Em outro estudo(12) foi examinada a relação entre a deglutição e o volume inicial pulmonar durante deglutições isoladas de diferentes volumes e consistências alimentares. O estudo experimental foi realizado com adultos jovens de 19 a 28 anos, sem histórico de doenças neurológicas, alterações vocais ou anatômicas de cavidade oral. O volume pulmonar e os dados da fase respiratória foram gravados quando cada participante concluiu cinco repetições de deglutição de 10 ml e 20 ml de água no copo e colheres de bolo pastoso fino e pastoso grosso, apresentados em ordem randomizada. Diferenças no volume pulmonar inicial foram relacionadas à consistência, mas não ao volume do bolo alimentar. Não houve diferenças no volume pulmonar relacionado às fases respiratórias durante a deglutição, nem no padrão respiratório em relação às consistências e volumes dos alimentos. Os autores concluíram que o uso da análise do volume pulmonar inicial e durante a deglutição de alimentos, juntamente com outros mecanismos de análise dos eventos biomecânicos da deglutição, pode contribuir para o estudo da fisiologia da deglutição e fisiopatologia.

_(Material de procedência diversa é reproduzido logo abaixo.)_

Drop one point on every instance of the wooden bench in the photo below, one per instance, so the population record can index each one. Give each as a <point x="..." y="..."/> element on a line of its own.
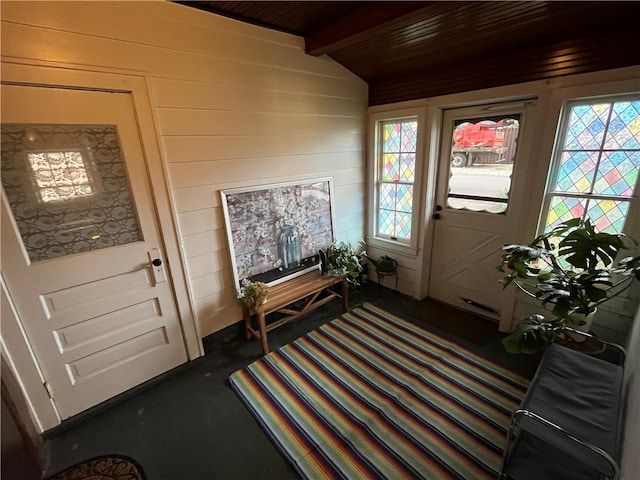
<point x="570" y="423"/>
<point x="281" y="296"/>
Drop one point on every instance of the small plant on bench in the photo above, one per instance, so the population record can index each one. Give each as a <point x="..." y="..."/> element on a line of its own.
<point x="341" y="259"/>
<point x="252" y="294"/>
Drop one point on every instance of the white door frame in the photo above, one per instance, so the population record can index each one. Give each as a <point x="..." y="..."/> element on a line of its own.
<point x="16" y="351"/>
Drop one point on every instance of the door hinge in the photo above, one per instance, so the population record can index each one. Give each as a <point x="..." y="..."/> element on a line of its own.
<point x="49" y="390"/>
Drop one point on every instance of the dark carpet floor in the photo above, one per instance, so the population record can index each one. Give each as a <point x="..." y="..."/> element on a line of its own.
<point x="189" y="424"/>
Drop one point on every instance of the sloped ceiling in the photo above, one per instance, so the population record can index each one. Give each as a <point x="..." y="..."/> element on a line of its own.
<point x="410" y="50"/>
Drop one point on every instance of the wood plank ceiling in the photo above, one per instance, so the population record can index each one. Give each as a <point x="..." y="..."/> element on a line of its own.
<point x="411" y="50"/>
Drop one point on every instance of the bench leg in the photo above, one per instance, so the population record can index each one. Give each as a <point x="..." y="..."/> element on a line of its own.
<point x="262" y="325"/>
<point x="345" y="296"/>
<point x="246" y="315"/>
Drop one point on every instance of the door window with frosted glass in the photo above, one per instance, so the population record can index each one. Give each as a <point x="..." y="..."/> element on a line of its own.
<point x="67" y="187"/>
<point x="483" y="151"/>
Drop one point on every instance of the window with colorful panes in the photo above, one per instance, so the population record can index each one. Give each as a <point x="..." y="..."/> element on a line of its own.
<point x="396" y="166"/>
<point x="596" y="163"/>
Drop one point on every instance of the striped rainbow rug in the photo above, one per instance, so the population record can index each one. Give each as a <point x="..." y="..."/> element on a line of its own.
<point x="370" y="395"/>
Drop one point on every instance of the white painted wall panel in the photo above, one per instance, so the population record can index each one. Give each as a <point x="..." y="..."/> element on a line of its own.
<point x="235" y="105"/>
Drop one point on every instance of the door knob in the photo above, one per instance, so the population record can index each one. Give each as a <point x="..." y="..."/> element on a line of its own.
<point x="157" y="269"/>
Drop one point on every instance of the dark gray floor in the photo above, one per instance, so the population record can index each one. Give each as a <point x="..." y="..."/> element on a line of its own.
<point x="190" y="425"/>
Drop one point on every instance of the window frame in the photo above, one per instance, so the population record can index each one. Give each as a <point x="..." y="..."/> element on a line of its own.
<point x="376" y="120"/>
<point x="556" y="158"/>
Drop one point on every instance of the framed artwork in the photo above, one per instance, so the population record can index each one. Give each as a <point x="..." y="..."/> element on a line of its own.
<point x="275" y="231"/>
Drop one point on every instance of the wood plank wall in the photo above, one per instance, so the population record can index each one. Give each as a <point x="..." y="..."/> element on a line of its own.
<point x="234" y="104"/>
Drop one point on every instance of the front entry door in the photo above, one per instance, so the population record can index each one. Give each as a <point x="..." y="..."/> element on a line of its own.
<point x="474" y="214"/>
<point x="82" y="254"/>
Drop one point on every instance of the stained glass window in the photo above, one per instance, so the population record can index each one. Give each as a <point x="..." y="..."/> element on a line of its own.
<point x="597" y="164"/>
<point x="396" y="175"/>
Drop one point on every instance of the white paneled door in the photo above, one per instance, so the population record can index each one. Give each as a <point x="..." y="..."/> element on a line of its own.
<point x="479" y="170"/>
<point x="82" y="254"/>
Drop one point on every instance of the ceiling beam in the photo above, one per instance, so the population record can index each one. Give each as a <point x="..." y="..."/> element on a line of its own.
<point x="326" y="38"/>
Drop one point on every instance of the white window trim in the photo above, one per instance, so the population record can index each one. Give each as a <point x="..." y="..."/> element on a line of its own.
<point x="409" y="248"/>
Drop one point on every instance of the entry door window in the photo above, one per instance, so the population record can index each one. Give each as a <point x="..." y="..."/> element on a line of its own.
<point x="482" y="157"/>
<point x="68" y="188"/>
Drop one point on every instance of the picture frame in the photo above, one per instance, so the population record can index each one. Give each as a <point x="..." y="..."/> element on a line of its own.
<point x="275" y="231"/>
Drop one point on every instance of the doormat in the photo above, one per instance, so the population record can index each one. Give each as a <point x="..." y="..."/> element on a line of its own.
<point x="453" y="320"/>
<point x="105" y="467"/>
<point x="370" y="395"/>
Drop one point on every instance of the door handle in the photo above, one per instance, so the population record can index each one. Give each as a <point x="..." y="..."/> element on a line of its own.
<point x="157" y="268"/>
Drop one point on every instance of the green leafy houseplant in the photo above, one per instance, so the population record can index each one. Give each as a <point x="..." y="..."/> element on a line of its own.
<point x="341" y="259"/>
<point x="252" y="294"/>
<point x="572" y="277"/>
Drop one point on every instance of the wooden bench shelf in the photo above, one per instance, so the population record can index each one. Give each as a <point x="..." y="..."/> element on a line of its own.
<point x="283" y="295"/>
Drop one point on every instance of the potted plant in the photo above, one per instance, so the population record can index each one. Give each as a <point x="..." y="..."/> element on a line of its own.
<point x="341" y="259"/>
<point x="571" y="270"/>
<point x="252" y="294"/>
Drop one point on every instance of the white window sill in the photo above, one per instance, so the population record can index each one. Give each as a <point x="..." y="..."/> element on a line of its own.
<point x="392" y="246"/>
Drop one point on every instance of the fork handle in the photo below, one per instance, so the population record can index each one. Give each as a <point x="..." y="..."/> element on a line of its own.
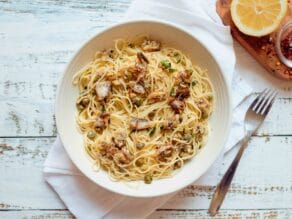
<point x="225" y="182"/>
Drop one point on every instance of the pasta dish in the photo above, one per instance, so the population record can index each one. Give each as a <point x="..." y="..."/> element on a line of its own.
<point x="143" y="109"/>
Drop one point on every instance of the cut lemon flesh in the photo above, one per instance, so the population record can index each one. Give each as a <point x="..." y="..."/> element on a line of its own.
<point x="258" y="17"/>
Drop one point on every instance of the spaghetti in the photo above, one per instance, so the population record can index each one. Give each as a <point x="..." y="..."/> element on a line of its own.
<point x="143" y="109"/>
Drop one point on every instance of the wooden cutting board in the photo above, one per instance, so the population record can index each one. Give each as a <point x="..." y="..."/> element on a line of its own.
<point x="261" y="48"/>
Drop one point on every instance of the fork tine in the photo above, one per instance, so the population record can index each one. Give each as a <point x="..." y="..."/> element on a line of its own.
<point x="258" y="100"/>
<point x="264" y="101"/>
<point x="269" y="104"/>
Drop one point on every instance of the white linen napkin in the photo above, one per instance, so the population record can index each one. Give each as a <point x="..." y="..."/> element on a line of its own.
<point x="87" y="200"/>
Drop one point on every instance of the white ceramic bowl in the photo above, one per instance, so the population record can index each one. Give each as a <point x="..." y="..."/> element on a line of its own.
<point x="219" y="123"/>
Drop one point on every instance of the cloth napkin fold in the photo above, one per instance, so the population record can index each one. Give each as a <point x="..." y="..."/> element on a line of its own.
<point x="87" y="200"/>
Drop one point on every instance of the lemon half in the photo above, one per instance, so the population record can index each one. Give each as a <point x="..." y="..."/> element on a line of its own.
<point x="258" y="17"/>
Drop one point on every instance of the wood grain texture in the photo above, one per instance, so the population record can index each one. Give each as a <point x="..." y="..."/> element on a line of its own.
<point x="160" y="214"/>
<point x="259" y="183"/>
<point x="37" y="39"/>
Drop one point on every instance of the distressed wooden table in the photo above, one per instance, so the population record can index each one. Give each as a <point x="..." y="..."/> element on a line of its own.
<point x="37" y="38"/>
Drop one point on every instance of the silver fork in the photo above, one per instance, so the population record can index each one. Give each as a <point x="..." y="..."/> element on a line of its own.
<point x="254" y="117"/>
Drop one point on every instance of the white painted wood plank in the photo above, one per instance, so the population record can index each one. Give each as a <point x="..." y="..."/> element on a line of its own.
<point x="37" y="214"/>
<point x="202" y="214"/>
<point x="263" y="179"/>
<point x="160" y="214"/>
<point x="35" y="47"/>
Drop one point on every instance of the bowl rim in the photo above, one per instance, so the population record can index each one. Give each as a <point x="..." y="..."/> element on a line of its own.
<point x="228" y="98"/>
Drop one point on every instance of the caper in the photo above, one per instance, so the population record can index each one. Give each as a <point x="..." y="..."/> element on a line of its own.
<point x="187" y="137"/>
<point x="91" y="134"/>
<point x="85" y="101"/>
<point x="139" y="162"/>
<point x="79" y="106"/>
<point x="140" y="145"/>
<point x="148" y="179"/>
<point x="177" y="164"/>
<point x="137" y="101"/>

Com o objetivo de testar a hipótese de que pessoas com Doença Pulmonar Obstrutiva Crônica (DPOC) moderada a severa apresentam desordens na coordenação respiratória durante a ingestão oral, foi realizado um estudo(13) comparando o desempenho desse grupo a um grupo controle composto por indivíduos saudáveis. O estudo foi realizado com um grupo de 25 homens com DPOC e outro com 12 homens e 13 mulheres normais, com idades semelhantes. Foram realizados a pletismografia respiratória por indução e thermistry nasal simultaneamente, para rastrear sinais respiratórios, além da eletromiografia de superfície submentoniana, a fim de marcar a presença de cada deglutição no ciclo respiratório. O registro desses dados ocorreu durante a ingestão aleatória e espontânea de alimentos sólidos, semissólidos e pastosos. A ingestão de alimentos sólidos por indivíduos com DPOC durante a inalação foi mais frequente que a de indivíduos normais. Além disso, apresentaram uma taxa significativamente maior de inalação após a ingestão de material semissólido. Assim, foi concluido que pacientes com DPOC apresentam perturbações da coordenação do clíclo respiratório durante a deglutição, sendo que a incoordenação respiração-deglutição poderia aumentar o risco de aspiração em pacientes com DPOC avançada e contribuir para exacerbações.

Outros pesquisadores(14) avaliaram os efeitos da textura e consistência do alimento na deglutição de adultos jovens saudáveis, por meio de medição da pressão de língua e análise videofluoroscópica. O estudo experimental foi realizado com a avaliação da deglutição de alimentos de diferentes consistências (pastoso fino e grosso, xarope e líquido) contendo sulfato de bário. Durante deglutição foi medida a pressão anterior (PA) e posterior de língua (PP) e atividade EMG de musculatura supra-hióidea, juntamente com a gravação das imagens de videofluoroscopia. Os resultados demonstraram PA e PP com um único pico. Conforme a diminuição da consistência do bolo alimentar, o pico, a área e o tempo de duração de todas as variáveis de PA, PP e EMG diminuíram. O tempo de trânsito oral e tempo total de deglutição mostraram ser maiores conforme aumento da consistência dos alimentos, já o tempo de trânsito faríngeo não apresentou diferenças em relação à consistência, mas sim à viscosidade do alimento.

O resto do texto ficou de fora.